Elected officials can also be called public servants.  The idea behind that title is, of course, the idea that they serve the purposes of the people who gave them the position which they hold.  Delegated authority, in other words.

Jesus tells His disciples that to serve is to lead.  He takes it a step further by saying devote yourself to others to the point of disregarding your own interests is how influence is earned in His kingdom.  The context of the story is a seemingly trivial battle over position and thrones and places of honor.  Although I’m far from an expert on Biblical history and culture, it seems that a promise of authority was something to be desired.  Heck, a mom was asking on behalf of her grown sons.  Red flags all around.

The two transcendent moments of leadership in all of history were – and will always be – the cradle and the cross.  From heaven’s throne room to a farmyard stable.  From the promise of political power to a criminal’s death.  “Disregarding your own interests” indeed.

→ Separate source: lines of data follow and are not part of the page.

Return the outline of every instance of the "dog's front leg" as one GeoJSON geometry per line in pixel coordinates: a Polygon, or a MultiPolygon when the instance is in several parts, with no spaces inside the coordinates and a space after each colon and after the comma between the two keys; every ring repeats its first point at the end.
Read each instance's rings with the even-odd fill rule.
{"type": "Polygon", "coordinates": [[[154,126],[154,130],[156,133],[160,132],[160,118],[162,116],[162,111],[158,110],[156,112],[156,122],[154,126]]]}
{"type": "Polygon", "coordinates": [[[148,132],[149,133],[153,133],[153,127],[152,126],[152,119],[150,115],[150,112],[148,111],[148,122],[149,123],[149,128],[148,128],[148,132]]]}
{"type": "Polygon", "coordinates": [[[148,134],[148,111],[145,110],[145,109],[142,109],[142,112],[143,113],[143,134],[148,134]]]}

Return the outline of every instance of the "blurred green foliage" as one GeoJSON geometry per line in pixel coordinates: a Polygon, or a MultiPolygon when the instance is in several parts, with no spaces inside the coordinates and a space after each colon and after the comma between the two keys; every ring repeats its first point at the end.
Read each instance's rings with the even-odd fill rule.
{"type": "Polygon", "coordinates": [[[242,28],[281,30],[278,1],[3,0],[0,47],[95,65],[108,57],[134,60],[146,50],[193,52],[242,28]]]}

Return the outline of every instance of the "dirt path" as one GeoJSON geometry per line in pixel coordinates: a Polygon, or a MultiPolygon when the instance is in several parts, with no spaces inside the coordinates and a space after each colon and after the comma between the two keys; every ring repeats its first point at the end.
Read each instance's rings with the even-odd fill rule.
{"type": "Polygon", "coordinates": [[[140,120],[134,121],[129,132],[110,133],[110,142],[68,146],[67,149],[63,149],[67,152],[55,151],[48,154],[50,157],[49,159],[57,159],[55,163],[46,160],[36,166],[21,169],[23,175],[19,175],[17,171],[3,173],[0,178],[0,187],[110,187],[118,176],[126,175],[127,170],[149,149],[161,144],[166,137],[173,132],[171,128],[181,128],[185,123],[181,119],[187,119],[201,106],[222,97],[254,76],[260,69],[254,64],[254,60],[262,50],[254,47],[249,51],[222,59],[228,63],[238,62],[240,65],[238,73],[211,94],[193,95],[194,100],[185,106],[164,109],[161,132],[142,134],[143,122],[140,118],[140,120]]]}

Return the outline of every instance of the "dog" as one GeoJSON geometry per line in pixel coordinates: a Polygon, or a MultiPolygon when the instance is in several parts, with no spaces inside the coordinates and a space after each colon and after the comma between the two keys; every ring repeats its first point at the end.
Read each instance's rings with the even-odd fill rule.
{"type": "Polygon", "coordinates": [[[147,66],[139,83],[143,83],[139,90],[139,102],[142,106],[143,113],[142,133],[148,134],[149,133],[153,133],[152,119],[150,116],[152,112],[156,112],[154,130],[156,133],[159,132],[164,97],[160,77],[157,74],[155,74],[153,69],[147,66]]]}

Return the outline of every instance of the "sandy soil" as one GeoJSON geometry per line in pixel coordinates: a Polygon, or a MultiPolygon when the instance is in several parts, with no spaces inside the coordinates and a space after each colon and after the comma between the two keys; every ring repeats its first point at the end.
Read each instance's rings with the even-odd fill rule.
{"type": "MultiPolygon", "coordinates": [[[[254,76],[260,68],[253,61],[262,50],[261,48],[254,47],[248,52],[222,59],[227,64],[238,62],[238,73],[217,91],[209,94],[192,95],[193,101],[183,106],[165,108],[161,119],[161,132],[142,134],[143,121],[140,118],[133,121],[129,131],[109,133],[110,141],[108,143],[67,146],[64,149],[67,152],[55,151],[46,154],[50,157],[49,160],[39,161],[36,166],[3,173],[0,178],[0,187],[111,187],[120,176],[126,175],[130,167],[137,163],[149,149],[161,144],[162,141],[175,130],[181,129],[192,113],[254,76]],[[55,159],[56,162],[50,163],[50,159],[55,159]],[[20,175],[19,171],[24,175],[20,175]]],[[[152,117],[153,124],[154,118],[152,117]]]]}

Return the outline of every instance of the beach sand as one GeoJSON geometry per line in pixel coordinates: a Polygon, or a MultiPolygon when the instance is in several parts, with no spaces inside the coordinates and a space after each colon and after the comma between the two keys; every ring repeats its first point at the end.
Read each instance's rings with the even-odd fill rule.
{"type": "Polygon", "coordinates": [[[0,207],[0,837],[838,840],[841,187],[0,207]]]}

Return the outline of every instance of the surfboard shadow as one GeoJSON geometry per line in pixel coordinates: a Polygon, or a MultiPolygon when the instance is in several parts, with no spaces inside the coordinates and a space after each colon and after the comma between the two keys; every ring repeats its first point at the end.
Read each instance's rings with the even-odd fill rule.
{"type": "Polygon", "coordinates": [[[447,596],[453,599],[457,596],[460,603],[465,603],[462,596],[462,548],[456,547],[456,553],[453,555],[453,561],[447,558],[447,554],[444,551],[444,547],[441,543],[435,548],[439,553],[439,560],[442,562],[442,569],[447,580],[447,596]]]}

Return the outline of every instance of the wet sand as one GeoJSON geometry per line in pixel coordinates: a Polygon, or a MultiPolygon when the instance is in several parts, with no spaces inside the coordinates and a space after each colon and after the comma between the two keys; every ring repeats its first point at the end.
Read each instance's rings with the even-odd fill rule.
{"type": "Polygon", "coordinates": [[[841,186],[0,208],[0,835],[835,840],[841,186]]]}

I don’t really have a point to make in writing these words.  In revisiting these shockingly contrary statements of truth, I’m in awe once again at the example and life of Jesus.  In the same breath, I’m desperate for Him in my life, because power and prestige seem a lot easier to handle then humility and disregard.  I may find myself looking at appointed leaders and criticizing their lack of servant leadership.  All it takes is one glance in the mirror to realize that we may be more alike then I first thought.